Jessica Pryce reposait enfin en paix.
* * *
Quand Sixtine retourna à son hôtel, son corps douloureux réclamait des siècles de sommeil. Elle avertit Han qu’elle se retirait et qu’elle ne devait être dérangée sous aucun prétexte. Mais elle trouva le vieil homme très pâle, se tordant les doigts.
— Mademoiselle, vous venez juste de recevoir un message de monsieur Max Hausmann. Je pense que vous devriez le lire.

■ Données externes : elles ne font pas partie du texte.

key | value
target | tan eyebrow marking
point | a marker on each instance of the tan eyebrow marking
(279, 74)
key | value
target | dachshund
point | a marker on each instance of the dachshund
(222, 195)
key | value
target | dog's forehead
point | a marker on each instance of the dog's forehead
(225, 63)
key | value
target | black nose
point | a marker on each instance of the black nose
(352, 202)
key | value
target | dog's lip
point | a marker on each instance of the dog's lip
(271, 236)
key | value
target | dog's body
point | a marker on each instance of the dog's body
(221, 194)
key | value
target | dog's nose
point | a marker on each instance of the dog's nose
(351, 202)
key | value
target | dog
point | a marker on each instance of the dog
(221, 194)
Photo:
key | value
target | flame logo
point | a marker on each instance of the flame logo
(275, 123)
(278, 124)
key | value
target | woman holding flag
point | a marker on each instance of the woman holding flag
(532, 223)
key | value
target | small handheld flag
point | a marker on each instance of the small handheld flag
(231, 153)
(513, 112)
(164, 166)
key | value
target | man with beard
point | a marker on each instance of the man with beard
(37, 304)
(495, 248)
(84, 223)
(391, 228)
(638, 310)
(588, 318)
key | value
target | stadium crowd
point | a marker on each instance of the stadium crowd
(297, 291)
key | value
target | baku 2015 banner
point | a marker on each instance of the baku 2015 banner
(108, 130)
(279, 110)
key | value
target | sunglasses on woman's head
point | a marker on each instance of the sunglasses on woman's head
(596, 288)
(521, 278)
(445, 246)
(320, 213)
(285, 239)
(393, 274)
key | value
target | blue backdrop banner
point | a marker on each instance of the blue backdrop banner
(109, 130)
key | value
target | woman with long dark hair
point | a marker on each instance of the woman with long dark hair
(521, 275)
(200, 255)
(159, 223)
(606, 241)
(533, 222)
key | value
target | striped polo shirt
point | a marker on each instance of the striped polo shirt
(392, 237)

Deux heures plus tard, alors que Paris se préparait pour Halloween, Sixtine courait dans les couloirs du musée du Louvre. Les appels qui sonnaient dans le vide résonnant toujours dans son crâne, elle avait arpenté la salle Richelieu. Elle avait attendu sur le balcon, interrogé le personnel, traversé le grand hall de haut en bas. De guerre lasse, elle était allée chercher dans les salles égyptiennes. Elle traversait un monde de sarcophages, de cercueils, d’instruments de momification. Elle eut la nausée devant une silhouette de bandelettes devant laquelle les touristes posaient en faisant le V de la victoire. Le Louvre était devenu un labyrinthe infernal peuplé de toutes les choses qu’elle voulait oublier. Les visions avaient disparu, mais à la place s’étirait dans l’infinité de son esprit, ces mots qu’elle avait tenus au creux de sa main :
Où tout a commencé, nuit d’Halloween.
Elle s’arrêta dans une des petites salles au parquet grinçant. Son cœur battait de l’urgence qui affolait sa respiration et des révélations de Max. Devant elle, sur une pierre surplombant les visiteurs, se tenait le buste d’Akhenaton au visage émacié. Sur le mur rouge, les spots dessinaient les ombres du pharaon des deux côtés du buste si bien qu’on eut dit qu’il avait des ailes. Le plus grand roi d’Égypte, vénérateur du soleil, ressemblait à un ange.
Sixtine vit les yeux vides d’Akhenaton. Soudain, elle se souvint.